The Hiroshima Symphony Orchestra (広島交響楽団, Hiroshima Kōkyō Gakudan) is an orchestra based in Hiroshima, Japan, founded in 1963. It is the only professional orchestra in Japan's Chūgoku region.

==Music Directors==
- Akeo Watanabe (1984-86)
- Ken Takaseki (1986-90)
- Yoshikazu Tanaka (1990-94)
- Naohiro Totsuka (1994-98)
- Norichika Iimori, Hiroyuki Odano, Kazumasa Watanabe (1995-2002)
- Hong-Jae Kim (2002-04)
- Kazuyoshi Akiyama (1998-present)
- Tatsuya Shimono (Designate- Starting April 2017)

==History==
- Founded as the "Hiroshima Civic Orchestra" in 1963.
- Renamed the "Hiroshima Symphony Orchestra" in 1969.
- Became a professional orchestra in 1972.
- Akeo Watanabe inaugurated as the music director and the permanent conductor in 1984.
- Held UN peace concerts in Vienna and Prague in 1991.
- Held concerts at the Tokyo Metropolitan Theatre in Tokyo and The Symphony Hall in Osaka in 1993.
- Performed for the opening events of the 12th Asian Games in Hiroshima in 1994.
- In the 149th regular concert, performed Krzysztof Penderecki's "Threnody to the Victims of Hiroshima" in 1994.
- Performed Toshio Hosokawa's "Hiroshima Requiem" and Ikuma Dan's "Symphony No.6 'Hiroshima' to support world peace in 1995.
- Started their forum to develop the ideal picture of the local symphony for the 21st century in 1997.
- Started the RCC TV program "Hiroshima symphony" in 1997.
- Performed Beethoven's Symphony No.5 and other works for the October in Normandy (the events with classical and modern music) in Normandy in 1997.
- Performed Toshio Hosokawa's "Memory of the Sea" in 1998.
- Kazuyoshi Akiyama was inaugurated as the first conductor in 1998.
- Held the international music festival "August in Hiroshima '99" and performed Mahler's "Symphony No.2" in 1999.
- Performed in the 3rd orchestra festival for local cities in Japan at Sumida Triphony Hall in 2000.
- Held the 200th regular concert and performed Ottorino Respighi's "The Roman trilogy (Fontane di Roma, Pini di Roma, Feste Romane)" in 2000.
- Performed Eduard Tubin's "Symphony No.3 in D minor 'Heroic'" in 2002.
- Performed in the orchestra festival for local cities in Japan in 2003.
- Performed at the St.
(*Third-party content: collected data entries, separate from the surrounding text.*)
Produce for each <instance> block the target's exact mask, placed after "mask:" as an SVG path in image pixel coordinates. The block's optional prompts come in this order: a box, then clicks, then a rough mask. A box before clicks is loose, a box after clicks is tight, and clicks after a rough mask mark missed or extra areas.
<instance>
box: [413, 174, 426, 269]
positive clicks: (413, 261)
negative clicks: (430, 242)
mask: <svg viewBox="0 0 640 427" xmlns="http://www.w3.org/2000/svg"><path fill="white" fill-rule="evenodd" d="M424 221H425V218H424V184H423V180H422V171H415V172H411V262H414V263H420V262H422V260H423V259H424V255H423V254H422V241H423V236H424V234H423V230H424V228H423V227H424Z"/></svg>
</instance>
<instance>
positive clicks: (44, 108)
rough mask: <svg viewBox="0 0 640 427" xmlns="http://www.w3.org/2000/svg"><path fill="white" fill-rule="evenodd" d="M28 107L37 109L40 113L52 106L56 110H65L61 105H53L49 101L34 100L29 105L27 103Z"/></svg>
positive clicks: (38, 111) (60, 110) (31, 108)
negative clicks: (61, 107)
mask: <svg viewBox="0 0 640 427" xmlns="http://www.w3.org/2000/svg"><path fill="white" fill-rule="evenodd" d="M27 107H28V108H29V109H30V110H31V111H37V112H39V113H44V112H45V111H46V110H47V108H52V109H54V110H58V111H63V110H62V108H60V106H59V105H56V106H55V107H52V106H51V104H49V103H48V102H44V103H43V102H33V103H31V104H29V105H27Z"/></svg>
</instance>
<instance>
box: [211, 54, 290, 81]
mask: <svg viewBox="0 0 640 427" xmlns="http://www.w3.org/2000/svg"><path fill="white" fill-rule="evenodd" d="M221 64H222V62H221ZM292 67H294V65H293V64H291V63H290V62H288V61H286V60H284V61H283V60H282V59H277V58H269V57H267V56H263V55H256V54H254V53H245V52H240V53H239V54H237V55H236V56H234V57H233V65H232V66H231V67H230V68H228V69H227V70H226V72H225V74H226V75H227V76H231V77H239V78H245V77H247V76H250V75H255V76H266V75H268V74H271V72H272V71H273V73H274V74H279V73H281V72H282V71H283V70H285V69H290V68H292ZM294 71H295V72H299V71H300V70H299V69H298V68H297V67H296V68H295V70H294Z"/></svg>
Petersburg Philharmonic Large Hall to celebrate the 300th Anniversary of Saint Petersburg and receiving a medal from UNESCO in 2003.
- Performed in Seoul, Busan, and Daegu to celebrate Korea-Japan Friendship Year in 2005.
- Founded the Hiroshima United with Hiroshima Toyo Carp and Sanfrecce Hiroshima in 2007.